Différents enjeux se déploient ainsi, on parle d’enjeu d’authenticité envers soi- même, mais en faisant en même temps l’éloge de la nécessité de développer une capacité à tolérer des propos, faire preuve de patience, tolérer des silences, etc. Ainsi, cette tolérance semble venir moduler le besoin d’authenticité dans deux moments distincts, soit un premier moment où cette authenticité est au diapason avec une transparence envers soi-même et de son vécu et, dans un deuxième temps, la réaction spontanée doit être contenue ou travaillée pour laisser la place à l’autre. Cette tolérance semble donc porter cette injonction d’un effacement de soi comme étant nécessaire dans l’écoute pour permettre à l’autre d’advenir. Il semble donc y avoir un soi idéal qui se profile à la lumière de l’action, un état intérieur propice à recevoir l’autre. Un état idéal qui est toutefois vite altéré par différentes circonstances, la fatigue étant une des plus nommées :

« Mais je pense que si…si moi je ne suis pas dans un état pour...pour recevoir, l’information, ça c’est un défi. Si euh…si je pense à mon souper ou à la chicane que j’ai eu hier avec mon chum, c’est sûr et certain que je ne serais pas….ben pas c’est sûr et certain…mais c’est sûr que si la personne me parle pis je pense à ça, je ne suis pas aussi réceptive. Ça je pense que ce serait un obstacle. À l’écoute? Ben la volonté aussi là. Si ça ne te tente pas d’écouter, ça ne te tente pas d’écouter là! » (Caroline)

« Ben pour moi c’est quand les gens ils me disent des choses qui me heurtent, personnellement. Euh…c’est difficile de ne pas partir nécessairement en vrille, dans sa tête (rires) pis de…facque il y a ça, quand je me sens heurtée. Si mettons j’ai une réaction émotive assez vive, ça euh…devient plus difficile écouter, parce que là t’es dans tête, t’essayes de demeurer en contrôle, facque t’es pas tant dans le dialogue.» (Justine)

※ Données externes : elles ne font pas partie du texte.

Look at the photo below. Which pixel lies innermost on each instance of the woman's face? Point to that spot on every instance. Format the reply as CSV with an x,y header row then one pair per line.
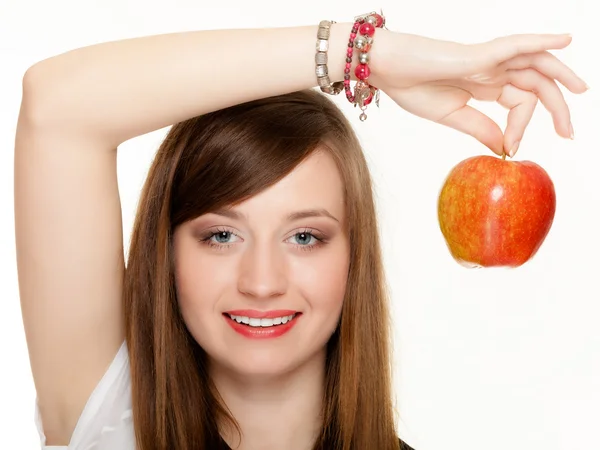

Ainsi, pour pouvoir exercer l’écoute de manière adéquate, la travailleuse sociale doit avoir de l’énergie physique, ne pas se sentir fatiguée, éviter de laisser ses préoccupations personnelles l’envahir, demeurer ouverte à tout propos, même ceux

pouvant heurter, et avoir une certaine adéquation entre sa présence et ses pensées. Mais cette question de l’idéal de soi est résumée de manière synthétique par cette travailleuse sociale, qui ramène une dose de réalité dans une identité qui se trouve idéalisée :

« L’écoute …il y a l’idéal là, pis il y a la réalité aussi. Tsé tu peux donner le meilleur de toi tout le temps, mais….le meilleur de toi tout le temps, ça veut ne pas dire que t’es à cent pour cent tout le temps non plus là, tsé? On est humains, pis euh…tsé faut pas être puristes non plus tsé? Sinon il y a des semaines qu’on ne rentrerait pas travailler, on a mal au ventre, on s’est chicanée avec notre chum, ou tsé? » (Karine)

Un facteur commun qui ressort clairement est le côté énergivore de l’écoute. Afin d’offrir une écoute qui serait adéquate, il est nécessaire d’avoir suffisamment d’énergie pour le faire. Ainsi l’écoute engage le corps dans une dépense énergétique, mais aussi au niveau de la volition, soit d’une volonté à s’engager dans l’acte d’écouter. Toujours dans ce rapport phénoménologique à l’écoute, au-delà d’un corps creux pouvant accueillir l’autre, il se profile aussi une notion d’un Soi ou d’une intériorité sur laquelle il est possible d’appliquer notre volonté ou du moins, de la discipliner afin d’atteindre l’idéal intériorisé.